López Obrador, en la memoria y la crítica de Rodríguez Prats

Rodríguez Prats habla de su paisano. Foto: Miguel Dimayuga Rodríguez Prats habla de su paisano. Foto: Miguel Dimayuga

El panista y expriista Juan José Rodríguez Prats conoce bien a Andrés Manuel López Obrador, su paisano. Convivió con él desde sus orígenes políticos y, desde esa perspectiva, analiza el estilo personal y el estilo de gobernar del presidente de la República. Evoca vivencias y critica rudamente sus decisiones de gobierno. No tiene empacho en expresar, en entrevista con Proceso, su confianza en que la figura presidencial se desgaste lo suficiente para la próxima elección federal intermedia a fin de que el PAN y el resto de la oposición tengan “una oportunidad”.

CIUDAD DE MÉXICO (Proceso).- Andrés Manuel López Obrador envolvió a Juan José Rodríguez Prats en un abrazo prolongado e intenso. Y dirigiéndose a su esposa, Beatriz Gutiérrez Müller, el presidente de la República definió al panista: “Este hombre es cacao, este hombre es chocolate”.

Rodríguez Prats no captó la metáfora cuando estaban los tres en medio de la muchedumbre, al concluir la toma de posesión de Adán Augusto López como gobernador de Tabasco, el 31 de diciembre de 2018, hasta que López Obrador la consumó: “Este es un hombre íntegro”.
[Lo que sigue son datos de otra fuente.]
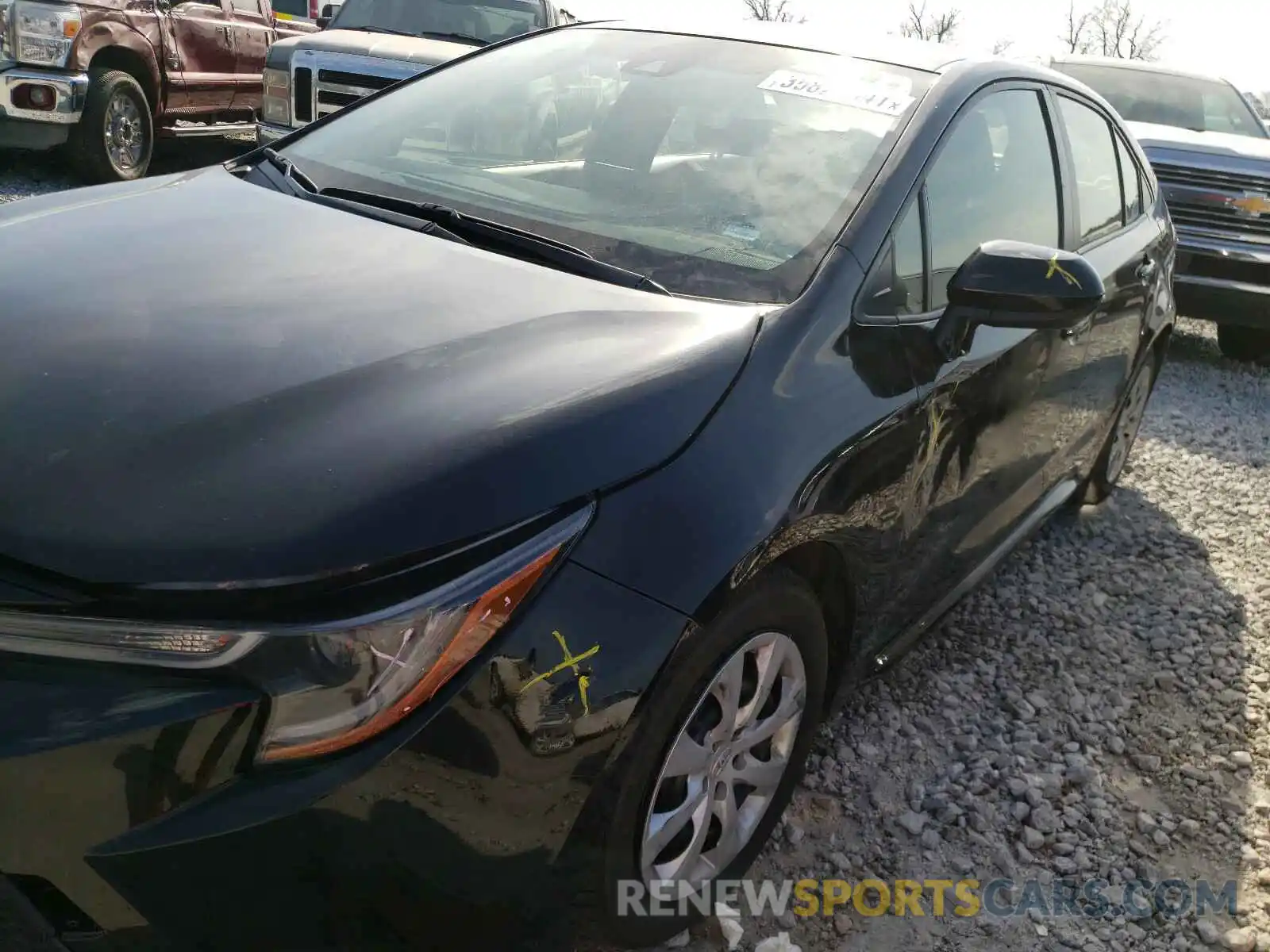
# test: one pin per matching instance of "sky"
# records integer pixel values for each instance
(1222, 37)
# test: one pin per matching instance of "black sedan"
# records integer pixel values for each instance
(487, 493)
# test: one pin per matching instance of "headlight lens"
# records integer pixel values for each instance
(334, 685)
(366, 677)
(6, 38)
(276, 105)
(44, 33)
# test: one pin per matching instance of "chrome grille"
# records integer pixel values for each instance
(1208, 198)
(337, 88)
(325, 82)
(1210, 178)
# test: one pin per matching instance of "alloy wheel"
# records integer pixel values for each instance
(125, 132)
(724, 766)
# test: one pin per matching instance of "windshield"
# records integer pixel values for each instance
(1165, 99)
(715, 168)
(488, 22)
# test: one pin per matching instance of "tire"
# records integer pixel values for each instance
(116, 108)
(1119, 443)
(1249, 344)
(779, 608)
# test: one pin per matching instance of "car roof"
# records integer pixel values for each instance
(895, 51)
(1133, 65)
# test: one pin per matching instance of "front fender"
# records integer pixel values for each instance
(117, 31)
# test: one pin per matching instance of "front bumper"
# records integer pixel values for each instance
(267, 133)
(1222, 279)
(133, 793)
–¿Qué estás haciendo? –exploró.

–Leo y escribo –respondió Rodríguez Prats–. Quiero escribir una biografía de ti, pero con lo malo. ¡Va a salir bastante voluminosa!
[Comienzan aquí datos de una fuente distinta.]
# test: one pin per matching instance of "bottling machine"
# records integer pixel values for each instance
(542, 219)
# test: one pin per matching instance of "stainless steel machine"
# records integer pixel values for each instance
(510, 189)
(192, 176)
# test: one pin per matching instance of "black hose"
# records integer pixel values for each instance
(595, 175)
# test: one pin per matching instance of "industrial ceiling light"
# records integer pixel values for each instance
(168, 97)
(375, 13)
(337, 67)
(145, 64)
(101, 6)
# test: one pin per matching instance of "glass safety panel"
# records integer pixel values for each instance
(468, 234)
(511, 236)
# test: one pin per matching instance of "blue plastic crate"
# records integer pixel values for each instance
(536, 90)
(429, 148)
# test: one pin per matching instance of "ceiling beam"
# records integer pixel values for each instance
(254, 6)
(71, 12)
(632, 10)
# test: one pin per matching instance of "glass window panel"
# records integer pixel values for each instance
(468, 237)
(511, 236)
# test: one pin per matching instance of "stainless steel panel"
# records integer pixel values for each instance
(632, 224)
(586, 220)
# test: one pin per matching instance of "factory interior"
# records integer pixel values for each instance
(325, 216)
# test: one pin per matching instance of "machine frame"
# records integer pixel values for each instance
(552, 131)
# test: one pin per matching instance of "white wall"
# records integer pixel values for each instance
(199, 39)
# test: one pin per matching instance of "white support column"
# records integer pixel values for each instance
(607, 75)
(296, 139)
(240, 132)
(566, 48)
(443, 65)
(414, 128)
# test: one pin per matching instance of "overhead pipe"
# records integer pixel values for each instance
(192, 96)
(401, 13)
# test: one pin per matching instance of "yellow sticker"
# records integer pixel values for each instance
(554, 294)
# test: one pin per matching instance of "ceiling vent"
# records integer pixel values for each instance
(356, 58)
–Déjate de teoría y vamos a la acción.

–Acción Nacional.

–¡Eres incorregible!

Viejo adversario y aliado de López Obrador ante el priista Roberto Madrazo, Rodríguez Prats tiene claro que en las palabras presidenciales había una oferta que desdeñó cuando le notificó que seguiría siendo su crítico.

“Si el presidente te pregunta ‘qué estás haciendo’, yo creo que hay una propuesta y pude contestarle: ‘Estoy a tus órdenes’. Pero le dije: ‘Estoy leyendo y escribiendo, y quiero escribir una biografía sobre ti, pero con lo malo’.”

–¿Y ha avanzado en esa biografía?

–Estoy melancólico –responde el panista, que no ha comenzado esa obra.

Biógrafo del expresidente Adolfo Ruiz Cortines y de Manuel Gómez Morin, fundador del PAN, en el que milita desde 1994 tras otros 25 como priista, Rodríguez Prats es severo con las decisiones que López Obrador ha tomado en casi medio año de su gobierno.

Para resumir el gobierno de López Obrador, quien se ufanó de vencer a la “mafia del poder”, el panista califica de mediocre al gabinete y hace suya una expresión cruel de Mauricio Merino, el académico que asesora a Movimiento Ciudadano: “Es la mafia del no poder”.

Explica el político chiapaneco-tabasqueño: “No se cambia lo que funciona y no se destruye lo que no se reemplaza. Ahí Andrés Manuel está pisando terrenos muy peligrosos. Está destruyendo cosas que sí funcionaron y no está reemplazándolas”.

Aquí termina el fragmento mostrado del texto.